After several weeks of use, some SD cards have become unbootable. When I insert the SD card into a Linux machine and run dmesg, it displays the following:

sd 2:0:0:1: [sdd] 61069312 512-byte logical blocks: (31.3 GB/29.1 GiB)
sd 2:0:0:1: [sdd] Write Protect is on
sd 2:0:0:1: [sdd] Mode Sense: 23 00 80 00
sdd: sdd1 sdd2 sdd3 sdd4

Some things to note: Due to the use case of the hardware, the OS automatically reboots every 12 hours U-boot is the target of the pi’s bootloader to enable a dual-partition (A/B) failover scheme. It checks it’s environment (CONFIG_ENV_IS_IN_MMC=y), CONFIG_ENV_SIZE=0x4000, CONFIG_ENV_OFFSET=0x1000000) The image layout is as follows: First 4 MB are reserved for u-boot’s environment Boot partition (fat32) Rootfs A (ext4) Rootfs B (ext4) Persistent data partition (ext4)
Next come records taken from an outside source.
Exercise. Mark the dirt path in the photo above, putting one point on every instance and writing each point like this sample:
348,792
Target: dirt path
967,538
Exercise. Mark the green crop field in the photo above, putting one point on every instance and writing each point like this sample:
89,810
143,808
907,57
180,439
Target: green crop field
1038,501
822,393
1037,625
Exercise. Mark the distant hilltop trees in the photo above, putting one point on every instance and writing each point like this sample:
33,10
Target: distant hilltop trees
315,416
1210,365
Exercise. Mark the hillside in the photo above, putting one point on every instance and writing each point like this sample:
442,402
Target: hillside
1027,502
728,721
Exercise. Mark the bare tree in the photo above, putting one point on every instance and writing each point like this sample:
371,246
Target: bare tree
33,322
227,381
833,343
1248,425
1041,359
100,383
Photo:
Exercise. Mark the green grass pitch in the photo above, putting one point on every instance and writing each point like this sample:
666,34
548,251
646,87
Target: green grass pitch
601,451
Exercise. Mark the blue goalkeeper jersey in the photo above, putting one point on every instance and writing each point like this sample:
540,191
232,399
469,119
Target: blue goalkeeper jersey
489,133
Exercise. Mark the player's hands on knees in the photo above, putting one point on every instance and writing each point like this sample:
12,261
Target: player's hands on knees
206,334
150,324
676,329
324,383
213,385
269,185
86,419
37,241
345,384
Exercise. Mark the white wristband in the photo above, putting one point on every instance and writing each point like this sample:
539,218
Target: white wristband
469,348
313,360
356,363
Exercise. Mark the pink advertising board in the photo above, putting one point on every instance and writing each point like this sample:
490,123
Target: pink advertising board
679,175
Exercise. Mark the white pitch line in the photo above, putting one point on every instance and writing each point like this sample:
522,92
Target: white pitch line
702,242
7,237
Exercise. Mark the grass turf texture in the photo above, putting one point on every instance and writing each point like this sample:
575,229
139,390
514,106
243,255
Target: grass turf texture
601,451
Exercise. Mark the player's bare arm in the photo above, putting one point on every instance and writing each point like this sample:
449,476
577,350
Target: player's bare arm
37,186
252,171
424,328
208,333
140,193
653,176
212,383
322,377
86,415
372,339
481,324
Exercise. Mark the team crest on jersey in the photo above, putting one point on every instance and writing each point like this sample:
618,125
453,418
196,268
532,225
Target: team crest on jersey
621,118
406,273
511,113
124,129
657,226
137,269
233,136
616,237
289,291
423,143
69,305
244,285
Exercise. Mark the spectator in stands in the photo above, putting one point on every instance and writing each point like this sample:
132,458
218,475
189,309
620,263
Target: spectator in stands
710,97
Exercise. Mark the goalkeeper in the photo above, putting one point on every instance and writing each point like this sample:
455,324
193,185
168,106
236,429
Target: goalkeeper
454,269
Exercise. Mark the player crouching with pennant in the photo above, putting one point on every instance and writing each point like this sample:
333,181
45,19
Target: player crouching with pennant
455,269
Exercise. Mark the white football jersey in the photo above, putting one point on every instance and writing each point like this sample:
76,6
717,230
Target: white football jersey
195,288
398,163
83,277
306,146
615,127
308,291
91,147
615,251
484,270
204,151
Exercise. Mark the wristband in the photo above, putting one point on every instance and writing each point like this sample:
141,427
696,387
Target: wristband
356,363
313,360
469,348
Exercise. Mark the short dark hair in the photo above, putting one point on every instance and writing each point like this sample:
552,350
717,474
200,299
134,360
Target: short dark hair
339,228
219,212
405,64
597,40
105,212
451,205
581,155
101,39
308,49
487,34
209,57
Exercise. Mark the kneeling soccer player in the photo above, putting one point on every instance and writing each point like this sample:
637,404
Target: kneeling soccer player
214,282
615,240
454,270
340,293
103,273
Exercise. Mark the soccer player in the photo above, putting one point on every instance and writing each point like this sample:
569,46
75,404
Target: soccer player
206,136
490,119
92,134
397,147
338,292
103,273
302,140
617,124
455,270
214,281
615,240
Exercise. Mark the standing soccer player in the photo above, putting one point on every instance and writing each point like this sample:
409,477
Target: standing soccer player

When I tried mounting each of the partitions individually on another Linux system, the boot partition (/dev/sdd1) mounted as read-only. For the other three ext4 partitions, dmesg displayed:

EXT4-fs (sdd2): INFO: recovery required on readonly filesystem
EXT4-fs (sdd2): write access unavailable, cannot proceed (try mounting with noload)

Even when mounting with the noload option, the device is still reported as write-protected and mounted read-only, like the FAT32 boot partition.

I'm trying to understand what might have caused the entire block device to become read-only. Currently, I haven't found a consistent method to reproduce this issue on more SD cards, so any suggestions for reproducing the problem would be appreciated. We have other SD cards that have been in use for the same duration or longer without any issues.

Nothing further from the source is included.